Journal of Personality and Social Psychology
- Discipline: Personality psychology, social psychology
- Language: English
- Edited by: Sandra L. Murray, Dolores Albarracín, Richard E. Lucas

Publication details
- History: 1965–present
- Publisher: American Psychological Association (United States)
- Frequency: Monthly
- Impact factor: 6.7 (2024)

Standard abbreviations
- ISO 4: J. Pers. Soc. Psychol.

Indexing
- CODEN: JPSPB2
- ISSN: 0022-3514
- LCCN: 65009855
- OCLC no.: 1783133

Links
- Journal homepage; Online access;

= Journal of Personality and Social Psychology =

The Journal of Personality and Social Psychology is a monthly peer-reviewed academic journal published by the American Psychological Association that was established in 1965. It covers the fields of social and personality psychology. The editors-in-chief are Sandra L. Murray (University at Buffalo), Dolores Albarracín (University of Pennsylvania), and Richard E. Lucas (Michigan State University).

== Contents ==
The journal's focus is on empirical research reports; however, specialized theoretical, methodological, and review papers are also published. For example, the journal's most highly cited paper, cited over 90,000 times, is a statistical methods paper discussing mediation and moderation.
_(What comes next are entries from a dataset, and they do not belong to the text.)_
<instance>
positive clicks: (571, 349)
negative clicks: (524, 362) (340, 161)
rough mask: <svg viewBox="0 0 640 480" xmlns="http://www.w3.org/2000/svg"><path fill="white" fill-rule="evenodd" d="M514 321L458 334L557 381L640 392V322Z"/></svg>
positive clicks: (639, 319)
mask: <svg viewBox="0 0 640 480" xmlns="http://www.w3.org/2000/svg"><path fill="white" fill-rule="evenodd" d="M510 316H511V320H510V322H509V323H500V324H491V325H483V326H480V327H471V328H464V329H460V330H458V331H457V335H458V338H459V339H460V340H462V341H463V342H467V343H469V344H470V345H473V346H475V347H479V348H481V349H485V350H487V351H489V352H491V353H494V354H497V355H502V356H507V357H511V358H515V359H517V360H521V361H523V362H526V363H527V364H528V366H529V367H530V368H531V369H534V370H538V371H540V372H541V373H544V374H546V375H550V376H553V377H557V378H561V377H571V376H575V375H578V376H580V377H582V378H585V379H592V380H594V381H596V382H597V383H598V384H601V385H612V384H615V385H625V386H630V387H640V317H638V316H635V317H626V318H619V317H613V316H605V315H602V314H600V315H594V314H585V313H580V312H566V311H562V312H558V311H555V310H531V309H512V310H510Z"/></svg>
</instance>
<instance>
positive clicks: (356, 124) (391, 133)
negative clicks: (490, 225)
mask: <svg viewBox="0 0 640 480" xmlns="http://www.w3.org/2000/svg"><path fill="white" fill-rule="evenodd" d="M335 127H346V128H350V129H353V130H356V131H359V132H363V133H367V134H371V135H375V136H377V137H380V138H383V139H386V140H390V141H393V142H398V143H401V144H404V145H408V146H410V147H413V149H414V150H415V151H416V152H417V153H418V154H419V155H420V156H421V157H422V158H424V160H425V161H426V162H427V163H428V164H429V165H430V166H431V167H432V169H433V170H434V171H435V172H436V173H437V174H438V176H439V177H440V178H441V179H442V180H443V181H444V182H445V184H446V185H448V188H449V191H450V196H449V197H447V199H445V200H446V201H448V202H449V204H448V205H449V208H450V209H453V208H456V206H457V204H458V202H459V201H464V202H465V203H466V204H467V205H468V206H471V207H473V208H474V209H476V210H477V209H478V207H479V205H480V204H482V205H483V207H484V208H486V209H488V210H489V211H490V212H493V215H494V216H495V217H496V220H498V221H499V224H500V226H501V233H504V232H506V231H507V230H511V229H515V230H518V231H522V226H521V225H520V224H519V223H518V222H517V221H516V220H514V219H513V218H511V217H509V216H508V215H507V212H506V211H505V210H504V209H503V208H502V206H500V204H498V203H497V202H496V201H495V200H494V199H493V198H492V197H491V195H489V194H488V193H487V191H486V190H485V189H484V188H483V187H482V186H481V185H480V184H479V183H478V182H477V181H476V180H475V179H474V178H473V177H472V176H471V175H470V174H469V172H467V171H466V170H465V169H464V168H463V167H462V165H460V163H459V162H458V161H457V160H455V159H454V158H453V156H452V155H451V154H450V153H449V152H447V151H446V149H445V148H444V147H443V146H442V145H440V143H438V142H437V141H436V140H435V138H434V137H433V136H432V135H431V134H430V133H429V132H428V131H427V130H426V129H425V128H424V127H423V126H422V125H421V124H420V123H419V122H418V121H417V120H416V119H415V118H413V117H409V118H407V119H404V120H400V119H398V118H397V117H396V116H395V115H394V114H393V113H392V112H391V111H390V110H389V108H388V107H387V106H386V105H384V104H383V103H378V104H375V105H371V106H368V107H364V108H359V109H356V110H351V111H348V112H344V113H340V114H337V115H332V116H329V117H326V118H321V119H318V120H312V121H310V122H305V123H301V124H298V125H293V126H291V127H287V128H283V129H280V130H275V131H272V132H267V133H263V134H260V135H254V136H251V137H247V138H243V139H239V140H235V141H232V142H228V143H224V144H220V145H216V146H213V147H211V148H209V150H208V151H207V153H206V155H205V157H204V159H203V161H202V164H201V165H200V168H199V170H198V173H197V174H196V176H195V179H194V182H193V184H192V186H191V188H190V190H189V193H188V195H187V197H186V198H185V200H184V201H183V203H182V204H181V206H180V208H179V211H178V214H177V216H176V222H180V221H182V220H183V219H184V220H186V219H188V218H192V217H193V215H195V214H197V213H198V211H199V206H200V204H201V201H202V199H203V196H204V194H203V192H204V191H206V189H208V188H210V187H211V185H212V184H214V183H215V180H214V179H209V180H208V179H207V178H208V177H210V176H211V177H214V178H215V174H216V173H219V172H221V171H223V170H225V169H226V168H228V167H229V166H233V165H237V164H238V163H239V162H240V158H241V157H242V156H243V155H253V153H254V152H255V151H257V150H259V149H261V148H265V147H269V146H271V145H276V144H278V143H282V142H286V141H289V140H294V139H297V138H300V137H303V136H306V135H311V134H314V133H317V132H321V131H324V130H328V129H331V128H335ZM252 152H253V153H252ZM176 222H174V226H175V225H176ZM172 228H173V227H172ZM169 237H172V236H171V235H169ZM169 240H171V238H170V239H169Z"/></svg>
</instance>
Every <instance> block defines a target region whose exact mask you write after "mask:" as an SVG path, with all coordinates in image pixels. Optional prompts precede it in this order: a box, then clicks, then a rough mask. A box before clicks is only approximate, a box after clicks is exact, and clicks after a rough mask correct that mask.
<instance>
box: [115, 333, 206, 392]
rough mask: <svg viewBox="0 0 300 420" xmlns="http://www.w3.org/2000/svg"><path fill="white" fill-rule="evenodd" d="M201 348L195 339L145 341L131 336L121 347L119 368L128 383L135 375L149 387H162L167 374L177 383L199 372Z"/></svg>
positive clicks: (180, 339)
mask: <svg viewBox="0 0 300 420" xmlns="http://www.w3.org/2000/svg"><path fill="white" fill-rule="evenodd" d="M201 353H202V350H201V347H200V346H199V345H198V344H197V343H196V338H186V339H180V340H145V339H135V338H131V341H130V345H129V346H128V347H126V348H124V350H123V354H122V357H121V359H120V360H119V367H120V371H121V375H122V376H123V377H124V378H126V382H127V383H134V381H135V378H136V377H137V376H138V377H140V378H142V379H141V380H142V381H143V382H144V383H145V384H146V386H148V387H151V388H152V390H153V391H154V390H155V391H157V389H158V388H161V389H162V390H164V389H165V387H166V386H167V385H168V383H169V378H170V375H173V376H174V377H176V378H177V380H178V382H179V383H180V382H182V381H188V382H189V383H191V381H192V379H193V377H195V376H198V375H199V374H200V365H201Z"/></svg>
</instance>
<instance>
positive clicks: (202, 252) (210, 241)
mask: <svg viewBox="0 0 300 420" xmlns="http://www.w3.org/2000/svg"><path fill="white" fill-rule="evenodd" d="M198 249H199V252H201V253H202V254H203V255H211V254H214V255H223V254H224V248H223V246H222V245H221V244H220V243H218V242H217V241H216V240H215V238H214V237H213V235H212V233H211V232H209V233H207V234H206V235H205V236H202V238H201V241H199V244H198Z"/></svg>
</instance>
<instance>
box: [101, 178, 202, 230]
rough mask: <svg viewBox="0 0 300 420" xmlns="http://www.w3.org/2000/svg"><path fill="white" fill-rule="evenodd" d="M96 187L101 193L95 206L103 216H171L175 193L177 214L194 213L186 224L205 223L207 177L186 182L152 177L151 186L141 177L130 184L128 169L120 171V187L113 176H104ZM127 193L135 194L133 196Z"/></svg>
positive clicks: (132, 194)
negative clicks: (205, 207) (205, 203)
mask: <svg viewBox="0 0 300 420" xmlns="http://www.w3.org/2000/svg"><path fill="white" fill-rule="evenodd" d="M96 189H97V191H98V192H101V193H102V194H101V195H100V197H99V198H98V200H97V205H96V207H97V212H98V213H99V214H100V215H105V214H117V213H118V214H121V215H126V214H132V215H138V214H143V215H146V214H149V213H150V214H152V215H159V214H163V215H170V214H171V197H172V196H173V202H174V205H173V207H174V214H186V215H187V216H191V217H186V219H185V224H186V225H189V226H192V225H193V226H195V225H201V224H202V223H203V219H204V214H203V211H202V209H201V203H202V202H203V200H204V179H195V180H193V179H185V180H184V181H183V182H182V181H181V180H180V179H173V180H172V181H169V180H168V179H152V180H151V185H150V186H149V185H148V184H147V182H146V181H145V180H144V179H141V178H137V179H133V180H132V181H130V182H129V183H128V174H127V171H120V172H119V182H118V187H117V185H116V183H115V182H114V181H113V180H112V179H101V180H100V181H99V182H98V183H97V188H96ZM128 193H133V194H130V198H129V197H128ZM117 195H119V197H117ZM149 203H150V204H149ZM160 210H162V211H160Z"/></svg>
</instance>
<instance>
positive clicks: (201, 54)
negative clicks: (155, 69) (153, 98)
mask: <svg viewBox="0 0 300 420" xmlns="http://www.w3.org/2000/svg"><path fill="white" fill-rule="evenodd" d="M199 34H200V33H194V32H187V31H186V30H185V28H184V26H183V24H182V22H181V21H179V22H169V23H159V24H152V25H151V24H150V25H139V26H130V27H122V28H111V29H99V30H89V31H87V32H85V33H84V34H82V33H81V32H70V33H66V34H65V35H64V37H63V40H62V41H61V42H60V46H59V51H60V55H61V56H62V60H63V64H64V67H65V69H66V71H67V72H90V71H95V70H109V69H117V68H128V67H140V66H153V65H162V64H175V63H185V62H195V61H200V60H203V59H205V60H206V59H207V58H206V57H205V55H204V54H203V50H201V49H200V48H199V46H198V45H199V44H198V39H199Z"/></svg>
Articles typically involve a lengthy introduction and literature review, followed by several related studies that explore different aspects of a theory or test multiple competing hypotheses. Some researchers see the multiple-experiments requirement as an excessive burden that delays the publication of valuable work, but this requirement also helps maintain the impression that research that is published in JPSP has been thoroughly vetted and is less likely to be the result of a type I error or an unexplored confound.

The journal is divided into three independently edited sections. Attitudes and Social Cognition addresses those domains of social behavior in which cognition plays a major role, including the interface of cognition with overt behavior, affect, and motivation. Interpersonal Relations and Group Processes focuses on psychological and structural features of interaction in dyads and groups. Personality Processes and Individual Differences publishes research on all aspects of personality psychology. It includes studies of individual differences and basic processes in behavior, emotions, coping, health, motivation, and other phenomena that reflect personality.
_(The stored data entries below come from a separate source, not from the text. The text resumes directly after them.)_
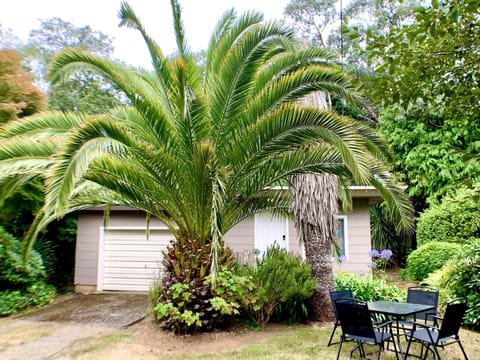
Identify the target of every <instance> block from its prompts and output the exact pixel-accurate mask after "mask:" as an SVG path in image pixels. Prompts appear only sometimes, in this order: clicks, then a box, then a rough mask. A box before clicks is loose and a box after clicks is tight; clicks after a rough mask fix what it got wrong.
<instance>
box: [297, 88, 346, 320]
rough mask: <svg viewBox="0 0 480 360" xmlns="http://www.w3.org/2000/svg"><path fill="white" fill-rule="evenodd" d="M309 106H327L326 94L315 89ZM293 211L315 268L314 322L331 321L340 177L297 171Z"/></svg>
mask: <svg viewBox="0 0 480 360" xmlns="http://www.w3.org/2000/svg"><path fill="white" fill-rule="evenodd" d="M303 103H304V104H306V105H314V106H318V107H320V108H323V109H327V108H329V107H330V106H329V105H328V98H327V94H325V93H324V92H316V93H314V94H311V95H310V96H308V97H307V98H305V99H304V100H303ZM291 185H292V186H291V195H292V211H293V214H294V217H295V226H296V228H297V231H298V233H299V236H300V239H301V241H302V243H303V245H304V248H305V258H306V260H307V262H308V263H309V264H310V265H311V267H312V275H313V277H314V278H315V279H316V280H317V288H316V290H315V292H314V294H313V296H312V298H311V307H312V314H311V318H312V320H315V321H331V320H333V313H332V312H331V311H330V309H331V304H330V296H329V292H328V290H329V289H330V288H332V287H333V286H334V277H333V263H332V244H333V241H334V239H335V232H336V220H335V215H336V214H337V212H338V179H337V177H336V176H335V175H331V174H297V175H295V176H293V177H292V178H291Z"/></svg>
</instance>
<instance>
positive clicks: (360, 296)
mask: <svg viewBox="0 0 480 360" xmlns="http://www.w3.org/2000/svg"><path fill="white" fill-rule="evenodd" d="M335 285H336V286H337V287H338V288H339V289H351V290H352V293H353V297H354V298H355V299H359V300H363V301H367V302H368V301H377V300H391V301H405V298H406V295H405V291H403V290H401V289H399V288H398V287H397V286H395V285H393V284H391V283H388V282H387V280H385V279H383V278H378V277H375V276H372V275H366V276H360V275H358V274H349V273H344V272H339V273H338V274H337V276H336V277H335Z"/></svg>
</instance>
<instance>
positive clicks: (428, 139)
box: [365, 0, 480, 212]
mask: <svg viewBox="0 0 480 360" xmlns="http://www.w3.org/2000/svg"><path fill="white" fill-rule="evenodd" d="M396 2H397V1H394V3H396ZM479 5H480V2H479V1H478V0H474V1H464V0H461V1H455V2H441V1H434V2H431V3H430V2H428V3H427V4H424V5H422V6H418V7H417V8H416V9H415V11H414V12H413V15H414V17H415V21H411V22H409V23H404V24H401V25H398V26H393V27H390V28H388V29H386V31H385V32H384V33H380V34H375V33H366V36H367V39H368V42H367V43H368V46H367V47H366V53H367V54H368V57H369V58H370V59H371V62H372V64H374V65H375V71H376V74H375V76H372V77H370V78H368V79H365V80H366V81H367V82H368V83H370V84H371V85H370V86H367V87H366V88H367V89H370V90H372V91H371V93H370V95H371V98H372V99H373V100H374V103H375V105H382V106H383V108H384V109H387V111H386V112H385V113H384V114H383V115H382V121H381V123H382V126H381V131H382V132H383V134H384V135H385V136H386V137H387V139H388V140H389V143H391V144H392V149H393V152H394V154H395V163H394V164H393V167H394V169H395V171H396V173H397V174H399V176H400V177H401V180H403V181H404V182H405V183H406V184H407V185H408V188H407V191H408V193H409V195H410V196H412V199H413V203H414V205H415V208H416V210H417V211H418V212H421V211H423V210H424V209H426V208H427V207H428V206H429V205H430V204H434V203H437V202H439V201H440V200H441V199H442V197H443V196H445V195H446V194H447V193H449V192H451V191H452V190H454V189H456V187H457V186H458V184H460V183H462V184H465V185H467V186H471V185H472V184H473V183H474V182H475V181H477V179H478V178H479V175H480V166H479V165H478V150H479V149H480V147H479V146H480V144H479V142H478V139H479V136H480V133H479V128H478V126H477V124H478V113H479V103H478V101H477V98H478V94H477V93H478V86H477V85H476V82H477V80H476V76H477V75H476V74H478V72H479V70H480V67H479V64H480V63H479V62H478V41H479V34H480V32H479V31H477V30H478V24H479V20H480V13H479V10H478V9H479ZM419 74H421V76H419Z"/></svg>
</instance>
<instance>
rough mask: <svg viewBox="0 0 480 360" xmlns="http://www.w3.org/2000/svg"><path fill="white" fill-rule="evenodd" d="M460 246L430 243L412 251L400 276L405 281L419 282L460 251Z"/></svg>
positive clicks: (435, 243)
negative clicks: (403, 278) (405, 266)
mask: <svg viewBox="0 0 480 360" xmlns="http://www.w3.org/2000/svg"><path fill="white" fill-rule="evenodd" d="M461 247H462V246H461V245H460V244H456V243H448V242H430V243H427V244H424V245H422V246H420V247H419V248H418V249H416V250H414V251H412V252H411V253H410V255H408V258H407V267H406V268H405V269H404V271H402V273H401V275H402V277H403V278H404V279H406V280H417V281H421V280H423V279H425V278H426V277H427V276H428V274H429V273H431V272H432V271H434V270H437V269H440V268H441V267H442V266H443V265H445V264H446V263H447V261H448V260H450V259H452V258H453V257H454V256H455V255H456V254H457V253H458V252H460V249H461Z"/></svg>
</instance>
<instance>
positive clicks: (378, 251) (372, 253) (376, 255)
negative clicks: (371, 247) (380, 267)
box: [368, 249, 381, 257]
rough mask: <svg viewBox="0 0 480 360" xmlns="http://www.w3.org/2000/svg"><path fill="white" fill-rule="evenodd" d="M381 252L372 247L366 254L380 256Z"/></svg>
mask: <svg viewBox="0 0 480 360" xmlns="http://www.w3.org/2000/svg"><path fill="white" fill-rule="evenodd" d="M380 254H381V252H380V251H378V250H377V249H372V250H371V251H370V252H369V253H368V255H369V256H371V257H380Z"/></svg>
The journal has implemented the Transparency and Openness Promotion (TOP) Guidelines. The TOP Guidelines provide structure to research planning and reporting and aim to make research more transparent, accessible, and reproducible.

== Abstracting and indexing ==
The journal is abstracted and indexed in:

- Academic ASAP
- Academic OneFile
- Academic Search Premier
- AgeLine
- Bibliography of Asian Studies
- Current Contents
- Current Index to Statistics
- Dietrich's Index Philosophicus
- FRANCIS
- Family Index
- Family Studies Abstracts
- Higher Education Abstracts
- InfoTrac
- International Bibliography of the Social Sciences
- MLA International Bibliography
- MEDLINE/PubMed
- Peace Research Abstracts Journal
- ProQuest
- PsycINFO
- Race Relations Abstracts
- Religion Index One
- Russian Academy of Sciences Bibliographies
- Scopus
- Social Sciences Citation Index
- Social Services Abstracts
- Social Work Abstracts
- SocINDEX
- Sociological Abstracts

According to the Journal Citation Reports, the journal has a 2024 impact factor of 6.7.

== Controversies ==

JPSP is one of the journals analyzed in the Open Science Collaboration's Reproducibility Project after JPSP's publication of questionable research for mental time travel (Bem, 2011) (see: replication crisis; "Feeling the Future" controversy).

The journal refused to publish refuting replications performed by Ritchie's team, in relation to an earlier article they published in 2010 that suggested that psychic abilities may have been involved (backward causality).